Personal information
- Full name: Trevor John Barsby
- Born: 16 January 1964 (age 62) Brisbane, Australia
- Nickname: Tank
- Batting: Right-handed

Domestic team information
- 1985–1997: Queensland

Career statistics
| Competition | First-class | List A |
| Matches | 111 | 54 |
| Runs scored | 6,913 | 1,459 |
| Batting average | 35.81 | 28.60 |
| 100s/50s | 15/35 | 1/13 |
| Top score | 165 | 101 |
| Balls bowled | 96 | – |
| Wickets | 1 | – |
| Bowling average | 63.00 | – |
| 5 wickets in innings | 0 | – |
| 10 wickets in match | 0 | – |
| Best bowling | 1/8 | – |
| Catches/stumpings | 76/– | 15/– |
- Source: CricketArchive, 3 February 2023

= Trevor Barsby =

Australian cricketer (born 1964)

Trevor John Barsby (born 16 January 1964) is a former Australian first class cricketer who played for Queensland.

Barsby was an aggressive batsman, usually opening and often with Matthew Hayden. He is one of a select group of players to have appeared in 100 Sheffield Shield games for Queensland.
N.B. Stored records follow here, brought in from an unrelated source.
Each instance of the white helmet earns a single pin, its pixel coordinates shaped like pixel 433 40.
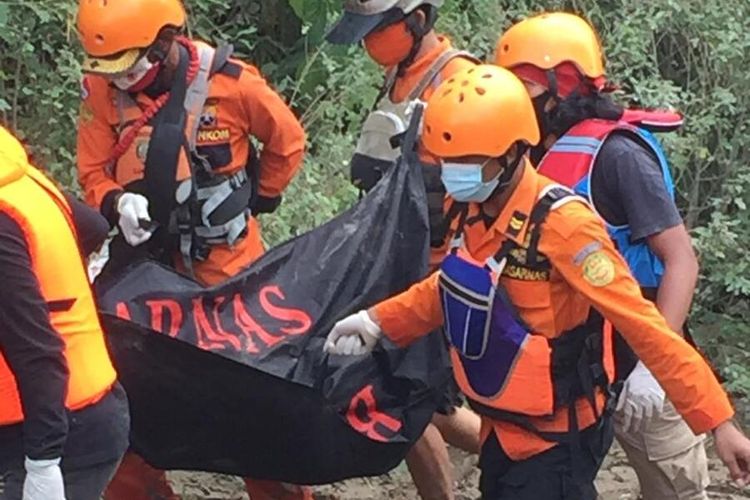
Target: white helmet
pixel 361 17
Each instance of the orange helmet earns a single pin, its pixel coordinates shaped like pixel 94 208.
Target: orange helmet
pixel 549 40
pixel 479 111
pixel 115 33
This milestone was reached in his last game, the 1996/97 Shield Final. Queensland won the game and their second Shield, Barsby had played a large part in their inaugural championship win two seasons prior with an innings of 151 in the final against South Australia.

Trevor has been recognised for his contribution to Queensland cricket with the Trevor Barsby Oval located at Deagon, Brisbane named in his honour.

He was the Queensland Bulls coach from 2008 until 2010. His daughter Jemma Barsby plays for Queensland Fire and Adelaide Strikers.